JOÃO PAULO II. Constituição Apostólica Divinus Perfectionis Magister. In: VATICANO.  Código de Direito Canônico. Braga: Editorial Apostolado da Oração, 1983.

WARE, Kallistos. Niceia: O VII Concílio Ecumênico. Disponível em:   . Acesso em 01 ago. 2019.




[1] Em grego, a palavra significa atmosfera e também uma região acima dos astros (STRONG 3772).

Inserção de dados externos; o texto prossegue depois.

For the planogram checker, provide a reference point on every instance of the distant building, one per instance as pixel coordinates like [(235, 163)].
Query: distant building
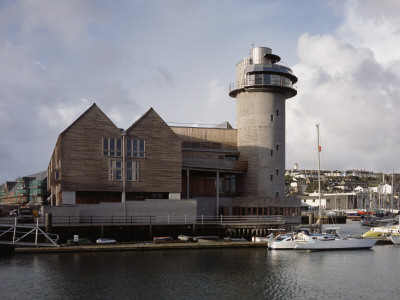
[(27, 189)]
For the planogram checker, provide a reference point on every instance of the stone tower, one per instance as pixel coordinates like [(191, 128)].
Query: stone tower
[(261, 88)]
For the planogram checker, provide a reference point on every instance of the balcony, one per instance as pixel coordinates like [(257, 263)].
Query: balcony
[(210, 164)]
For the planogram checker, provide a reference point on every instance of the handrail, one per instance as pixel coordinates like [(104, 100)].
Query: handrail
[(159, 219)]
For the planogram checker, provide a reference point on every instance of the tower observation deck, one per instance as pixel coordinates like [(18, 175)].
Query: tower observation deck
[(261, 88)]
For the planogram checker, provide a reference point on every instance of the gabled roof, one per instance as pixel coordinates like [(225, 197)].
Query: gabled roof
[(150, 112), (88, 111)]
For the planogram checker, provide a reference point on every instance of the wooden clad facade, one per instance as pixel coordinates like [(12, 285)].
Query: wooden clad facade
[(81, 168)]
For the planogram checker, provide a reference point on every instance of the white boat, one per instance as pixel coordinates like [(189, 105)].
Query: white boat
[(286, 241), (395, 239), (381, 232), (337, 244), (290, 241)]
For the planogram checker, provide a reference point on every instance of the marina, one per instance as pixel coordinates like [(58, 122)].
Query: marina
[(208, 273)]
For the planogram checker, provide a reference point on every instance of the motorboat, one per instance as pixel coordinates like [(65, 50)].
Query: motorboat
[(290, 241), (374, 221), (286, 241), (381, 232), (336, 244), (395, 239)]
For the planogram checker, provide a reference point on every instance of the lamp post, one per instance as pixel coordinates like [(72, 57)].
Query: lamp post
[(123, 197)]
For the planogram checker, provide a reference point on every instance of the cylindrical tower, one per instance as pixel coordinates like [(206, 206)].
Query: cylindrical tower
[(261, 88)]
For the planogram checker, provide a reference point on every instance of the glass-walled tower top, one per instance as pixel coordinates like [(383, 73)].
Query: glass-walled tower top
[(261, 71)]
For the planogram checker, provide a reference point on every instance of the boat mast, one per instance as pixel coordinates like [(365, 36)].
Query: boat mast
[(319, 178)]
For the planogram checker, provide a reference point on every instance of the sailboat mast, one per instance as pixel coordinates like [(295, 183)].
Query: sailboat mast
[(319, 173)]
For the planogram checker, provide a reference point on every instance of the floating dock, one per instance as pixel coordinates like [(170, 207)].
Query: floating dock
[(175, 245)]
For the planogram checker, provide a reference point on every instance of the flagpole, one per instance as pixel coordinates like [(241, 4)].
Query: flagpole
[(319, 179)]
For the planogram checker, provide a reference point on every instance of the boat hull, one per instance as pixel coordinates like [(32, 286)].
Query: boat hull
[(287, 245), (338, 244), (395, 239)]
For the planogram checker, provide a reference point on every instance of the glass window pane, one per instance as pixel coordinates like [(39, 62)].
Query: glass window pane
[(105, 144), (141, 145), (128, 174)]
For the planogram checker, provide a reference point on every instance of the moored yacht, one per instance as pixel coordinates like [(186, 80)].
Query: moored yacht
[(381, 232), (337, 244)]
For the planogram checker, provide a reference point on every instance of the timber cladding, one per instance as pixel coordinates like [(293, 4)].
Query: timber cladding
[(82, 166), (195, 137)]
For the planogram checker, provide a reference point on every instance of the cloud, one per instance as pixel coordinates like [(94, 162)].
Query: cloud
[(347, 84)]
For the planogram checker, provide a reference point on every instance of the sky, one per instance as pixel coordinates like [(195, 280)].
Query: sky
[(57, 58)]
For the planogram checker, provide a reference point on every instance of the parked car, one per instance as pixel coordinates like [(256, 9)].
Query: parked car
[(25, 215), (105, 241), (81, 241)]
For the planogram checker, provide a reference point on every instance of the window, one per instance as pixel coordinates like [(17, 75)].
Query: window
[(112, 147), (230, 183), (135, 148), (115, 170), (132, 171)]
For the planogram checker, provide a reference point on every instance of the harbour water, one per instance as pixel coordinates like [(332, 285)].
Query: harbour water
[(205, 274)]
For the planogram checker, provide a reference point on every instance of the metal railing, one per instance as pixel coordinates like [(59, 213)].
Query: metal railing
[(26, 235), (157, 219)]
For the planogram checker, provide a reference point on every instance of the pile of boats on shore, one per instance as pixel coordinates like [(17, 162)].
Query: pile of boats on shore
[(330, 239)]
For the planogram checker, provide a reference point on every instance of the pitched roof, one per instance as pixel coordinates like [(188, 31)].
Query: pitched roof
[(89, 110)]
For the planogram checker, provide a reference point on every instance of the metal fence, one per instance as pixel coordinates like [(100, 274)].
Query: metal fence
[(160, 219)]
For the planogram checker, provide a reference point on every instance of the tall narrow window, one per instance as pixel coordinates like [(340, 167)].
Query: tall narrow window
[(112, 147), (135, 148), (132, 170), (115, 170)]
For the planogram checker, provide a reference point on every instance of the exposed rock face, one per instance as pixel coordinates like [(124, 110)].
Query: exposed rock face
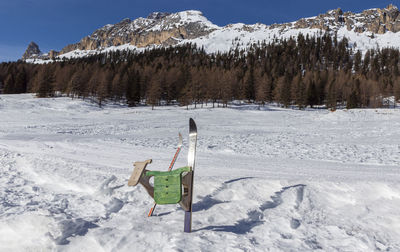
[(158, 28), (374, 20), (32, 51), (165, 29)]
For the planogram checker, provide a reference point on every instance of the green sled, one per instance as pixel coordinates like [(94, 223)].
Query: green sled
[(168, 185)]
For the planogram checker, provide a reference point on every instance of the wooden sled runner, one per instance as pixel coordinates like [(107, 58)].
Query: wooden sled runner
[(172, 186)]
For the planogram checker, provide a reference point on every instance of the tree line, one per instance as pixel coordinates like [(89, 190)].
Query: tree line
[(300, 71)]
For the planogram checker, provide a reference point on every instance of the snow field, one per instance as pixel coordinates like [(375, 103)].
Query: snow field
[(266, 179)]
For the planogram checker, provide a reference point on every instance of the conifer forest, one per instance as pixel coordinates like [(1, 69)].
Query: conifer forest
[(298, 72)]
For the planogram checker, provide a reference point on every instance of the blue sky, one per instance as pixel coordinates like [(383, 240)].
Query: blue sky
[(52, 24)]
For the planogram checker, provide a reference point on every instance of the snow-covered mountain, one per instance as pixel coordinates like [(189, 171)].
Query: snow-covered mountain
[(369, 29)]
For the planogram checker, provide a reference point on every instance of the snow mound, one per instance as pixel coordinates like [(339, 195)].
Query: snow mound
[(277, 179)]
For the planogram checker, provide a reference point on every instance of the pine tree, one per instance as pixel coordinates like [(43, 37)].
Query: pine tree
[(45, 80)]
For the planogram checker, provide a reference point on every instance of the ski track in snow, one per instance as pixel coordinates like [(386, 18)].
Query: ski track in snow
[(267, 179)]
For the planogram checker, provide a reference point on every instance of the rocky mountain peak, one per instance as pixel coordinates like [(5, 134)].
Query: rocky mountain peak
[(32, 51), (157, 15)]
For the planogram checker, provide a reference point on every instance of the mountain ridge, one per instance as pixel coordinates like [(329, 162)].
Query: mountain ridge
[(365, 30)]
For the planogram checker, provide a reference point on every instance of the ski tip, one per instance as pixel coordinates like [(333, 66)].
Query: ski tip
[(192, 126)]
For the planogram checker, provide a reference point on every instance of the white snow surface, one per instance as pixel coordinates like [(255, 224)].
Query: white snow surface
[(225, 38), (266, 179)]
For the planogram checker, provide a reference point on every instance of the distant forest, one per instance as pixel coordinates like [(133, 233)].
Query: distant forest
[(302, 71)]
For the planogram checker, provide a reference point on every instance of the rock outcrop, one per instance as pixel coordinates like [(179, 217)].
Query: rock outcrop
[(32, 51), (373, 20), (166, 29), (158, 28)]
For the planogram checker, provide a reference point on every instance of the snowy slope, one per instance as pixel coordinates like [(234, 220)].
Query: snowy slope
[(370, 29), (266, 180)]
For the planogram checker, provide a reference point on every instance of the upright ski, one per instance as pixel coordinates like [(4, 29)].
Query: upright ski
[(169, 169), (187, 180)]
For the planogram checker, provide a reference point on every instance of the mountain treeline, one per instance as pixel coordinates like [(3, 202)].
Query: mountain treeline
[(302, 71)]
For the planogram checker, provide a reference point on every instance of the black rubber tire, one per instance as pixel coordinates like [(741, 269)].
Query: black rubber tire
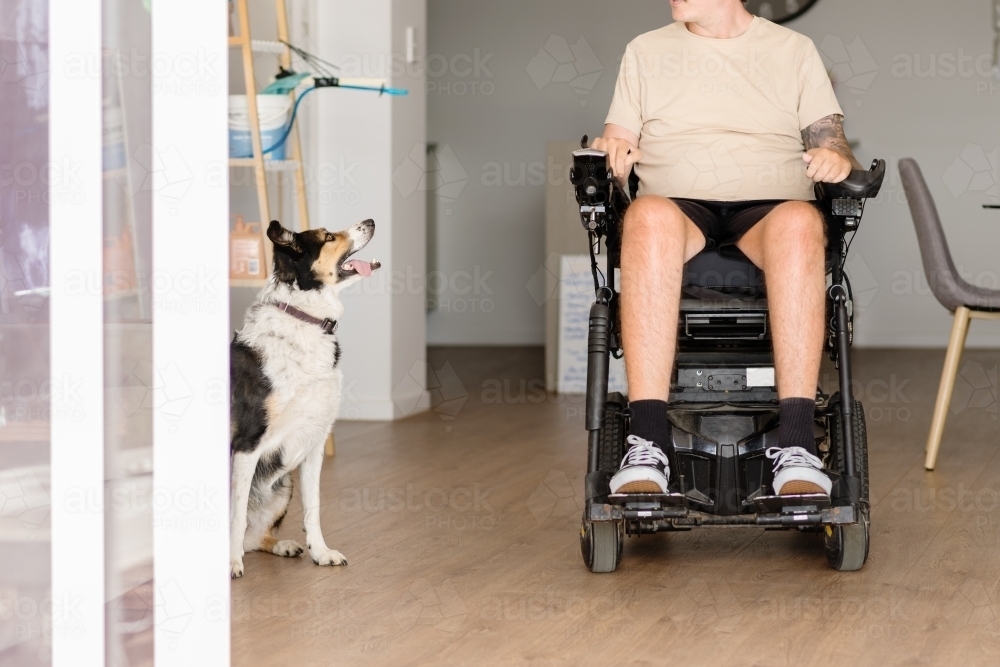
[(603, 543), (613, 435), (847, 545)]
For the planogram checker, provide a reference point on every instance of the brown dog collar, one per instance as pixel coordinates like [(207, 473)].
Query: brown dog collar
[(328, 326)]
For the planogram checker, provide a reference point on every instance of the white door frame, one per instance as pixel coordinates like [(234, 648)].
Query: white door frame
[(76, 333), (191, 332)]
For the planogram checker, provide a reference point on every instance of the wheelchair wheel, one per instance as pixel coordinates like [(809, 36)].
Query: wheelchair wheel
[(612, 447), (847, 545), (602, 542)]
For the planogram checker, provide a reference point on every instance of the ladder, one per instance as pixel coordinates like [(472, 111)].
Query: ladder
[(248, 46), (258, 163)]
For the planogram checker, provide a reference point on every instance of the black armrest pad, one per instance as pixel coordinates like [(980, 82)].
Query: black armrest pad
[(859, 185)]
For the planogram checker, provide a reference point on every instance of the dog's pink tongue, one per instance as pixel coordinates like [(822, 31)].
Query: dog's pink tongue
[(363, 268)]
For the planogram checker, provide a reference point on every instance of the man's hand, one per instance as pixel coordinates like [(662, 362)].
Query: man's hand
[(826, 165), (828, 153), (622, 154)]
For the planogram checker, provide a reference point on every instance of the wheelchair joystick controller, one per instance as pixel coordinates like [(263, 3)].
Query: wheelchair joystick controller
[(593, 181)]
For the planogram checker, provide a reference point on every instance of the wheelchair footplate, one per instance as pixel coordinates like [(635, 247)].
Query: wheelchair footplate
[(803, 509), (647, 506)]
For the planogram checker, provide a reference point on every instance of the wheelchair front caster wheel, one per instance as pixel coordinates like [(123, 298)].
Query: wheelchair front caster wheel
[(847, 546), (602, 543)]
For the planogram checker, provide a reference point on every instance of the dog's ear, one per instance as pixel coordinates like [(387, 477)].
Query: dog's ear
[(283, 238)]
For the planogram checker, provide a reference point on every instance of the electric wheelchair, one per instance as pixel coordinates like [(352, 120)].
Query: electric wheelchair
[(723, 406)]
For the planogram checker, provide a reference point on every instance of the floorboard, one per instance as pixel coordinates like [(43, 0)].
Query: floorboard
[(461, 529)]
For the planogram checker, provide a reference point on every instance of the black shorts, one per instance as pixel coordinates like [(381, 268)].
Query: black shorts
[(724, 223)]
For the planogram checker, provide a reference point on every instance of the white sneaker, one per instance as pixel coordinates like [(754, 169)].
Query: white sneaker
[(645, 469), (797, 472)]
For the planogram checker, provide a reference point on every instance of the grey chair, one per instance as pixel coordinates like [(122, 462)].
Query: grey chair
[(966, 301)]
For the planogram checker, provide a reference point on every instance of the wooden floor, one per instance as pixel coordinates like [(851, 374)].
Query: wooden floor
[(461, 529)]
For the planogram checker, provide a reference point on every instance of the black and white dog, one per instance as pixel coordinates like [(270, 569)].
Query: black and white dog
[(285, 388)]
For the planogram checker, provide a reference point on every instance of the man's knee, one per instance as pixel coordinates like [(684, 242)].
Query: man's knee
[(651, 215), (799, 223)]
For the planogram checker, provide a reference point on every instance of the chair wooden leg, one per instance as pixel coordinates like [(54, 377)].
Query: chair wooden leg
[(959, 332)]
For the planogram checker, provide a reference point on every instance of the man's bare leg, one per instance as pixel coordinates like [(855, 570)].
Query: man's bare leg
[(789, 246), (658, 240)]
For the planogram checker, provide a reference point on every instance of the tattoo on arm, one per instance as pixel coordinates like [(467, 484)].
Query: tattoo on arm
[(829, 133)]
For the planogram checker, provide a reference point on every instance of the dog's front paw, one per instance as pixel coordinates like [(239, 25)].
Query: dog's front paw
[(287, 548), (329, 557)]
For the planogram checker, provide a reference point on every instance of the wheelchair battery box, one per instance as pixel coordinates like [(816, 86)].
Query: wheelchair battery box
[(732, 320)]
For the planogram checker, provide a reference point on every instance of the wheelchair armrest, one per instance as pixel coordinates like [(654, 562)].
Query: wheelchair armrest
[(859, 185)]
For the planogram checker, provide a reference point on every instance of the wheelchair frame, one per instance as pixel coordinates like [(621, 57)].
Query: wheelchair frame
[(843, 516)]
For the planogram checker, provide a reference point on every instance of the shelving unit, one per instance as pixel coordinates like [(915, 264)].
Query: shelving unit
[(259, 163)]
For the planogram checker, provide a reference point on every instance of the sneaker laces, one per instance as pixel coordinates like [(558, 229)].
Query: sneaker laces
[(644, 453), (792, 456)]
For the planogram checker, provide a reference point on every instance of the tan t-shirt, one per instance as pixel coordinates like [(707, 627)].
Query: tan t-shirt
[(722, 119)]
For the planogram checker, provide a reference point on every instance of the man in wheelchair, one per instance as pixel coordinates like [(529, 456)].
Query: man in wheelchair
[(729, 121)]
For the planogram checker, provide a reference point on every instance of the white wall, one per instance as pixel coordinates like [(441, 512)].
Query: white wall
[(356, 142), (497, 232)]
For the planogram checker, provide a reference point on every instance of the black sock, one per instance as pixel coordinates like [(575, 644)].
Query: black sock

[2] O termo grego tinha o significado de: 1) Hades ou Plutão, deus das regiões inferiores; 2) Orco, o mundo de baixo, região dos mortos; uso tardio: sepultura, morte, inferno (STRONG G86).
[3] DENZINGER, Heinrich; HÜNERMANN, Peter.Compêndio dos símbolos, definições e declarações de fé e moral da Igreja Católica. São Paulo: Loyola, 2006, p. 296-297.
[4] JOÃO PAULO II. Constituição Apostólica Divinus Perfectionis Magister. In: VATICANO.  Código de Direito Canônico. Braga: Editorial Apostolado da Oração, 1983.
[5] WARE, Kallistos. Niceia: O VII Concílio Ecumênico. Disponível em:   . Acesso em 01 ago. 2019.
[6] DENZINGER; HÜNERMANN, 2006, p. 218.
[7] DENZINGER; HÜNERMANN, 2006, p. 460.